I’d seen her do it many times. After getting dressed, she spins around, looks me in the eye, and with a girlish smile asks, “How do I look.” The answer is always the same, “You’re beautiful.” At 85, my Aunt Jeanne Marie is still the most beautiful woman I know.At a time when the Internet daily shoves images of the ideal beauty at me, none compare to this woman who has so richly impacted my life.
![]() |
| Aunt Jeanne Marie, Nora, Sheila, and me |
Once, as a little girl, I sat in the bathroom and watched Aunt Jeanne Marie go through her nightly ritual of washing her face.
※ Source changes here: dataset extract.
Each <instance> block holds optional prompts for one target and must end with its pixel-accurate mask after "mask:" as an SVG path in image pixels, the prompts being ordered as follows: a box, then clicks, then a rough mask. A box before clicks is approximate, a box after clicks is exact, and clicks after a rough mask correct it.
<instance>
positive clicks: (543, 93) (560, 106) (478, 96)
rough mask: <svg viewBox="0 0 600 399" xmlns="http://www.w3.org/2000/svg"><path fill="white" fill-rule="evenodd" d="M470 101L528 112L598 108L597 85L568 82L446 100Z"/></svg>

When I asked her what she was doing, she said, “Honey, whatever you do for your skin it will appreciate.” But today, Aunt Jeanne Marie isn’t beautiful because of the moisturizer she used. She’s beautiful because of the woman she became.
Her’s was a life like most of ours, filled with grief and sorrow, joy and triumphs. But she chose to focus on the good. Like when she could have no children of her own, so she stepped in and helped my mother raise her six.
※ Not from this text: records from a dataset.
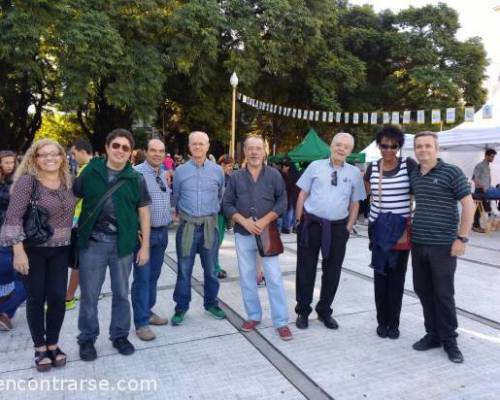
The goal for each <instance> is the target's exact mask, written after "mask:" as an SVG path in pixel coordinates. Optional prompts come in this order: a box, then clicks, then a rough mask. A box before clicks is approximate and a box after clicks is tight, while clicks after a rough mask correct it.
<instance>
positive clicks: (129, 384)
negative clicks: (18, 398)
mask: <svg viewBox="0 0 500 400" xmlns="http://www.w3.org/2000/svg"><path fill="white" fill-rule="evenodd" d="M157 389H158V381H157V380H156V379H118V380H116V381H111V380H109V379H61V378H57V377H52V378H48V379H43V378H42V379H0V393H5V392H16V391H17V392H52V391H53V392H58V391H73V392H86V391H89V392H155V391H157Z"/></svg>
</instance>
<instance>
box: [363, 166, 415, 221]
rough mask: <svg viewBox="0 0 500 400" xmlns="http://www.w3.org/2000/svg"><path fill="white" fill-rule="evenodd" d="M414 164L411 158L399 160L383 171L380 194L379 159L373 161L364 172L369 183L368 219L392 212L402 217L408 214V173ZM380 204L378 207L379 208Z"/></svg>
mask: <svg viewBox="0 0 500 400" xmlns="http://www.w3.org/2000/svg"><path fill="white" fill-rule="evenodd" d="M415 166H416V163H415V161H413V160H412V159H405V160H402V159H400V160H399V163H398V165H397V167H396V168H395V169H394V170H391V171H384V172H383V176H382V182H381V189H382V195H381V196H380V193H379V177H380V168H379V161H374V162H373V163H372V164H371V165H370V166H369V167H368V168H367V171H366V174H365V180H366V181H368V182H369V183H370V188H371V195H372V198H371V204H370V216H369V218H368V219H369V221H370V222H373V221H375V220H376V219H377V217H378V214H379V213H380V212H382V213H388V212H392V213H393V214H398V215H401V216H403V217H409V216H410V177H409V173H410V171H411V170H413V169H414V168H415ZM379 204H380V208H379Z"/></svg>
Today, she and my Uncle Eugene live in a little house in San Francisco. They don’t have much because they enjoyed giving most of their possessions away.
![]() |
| Aunt Jeanne Marie, my granddaughter Juliette, Uncle Eugene, my sister Sheila |

It’s easy when we’re young to rely on our exterior appearance. But by the time we’re in our fifties, our face tends to reflect the people we really are. Our wrinkles are the imbedded joys, sorrows, and tensions we’ve chosen to spend our lives focusing on.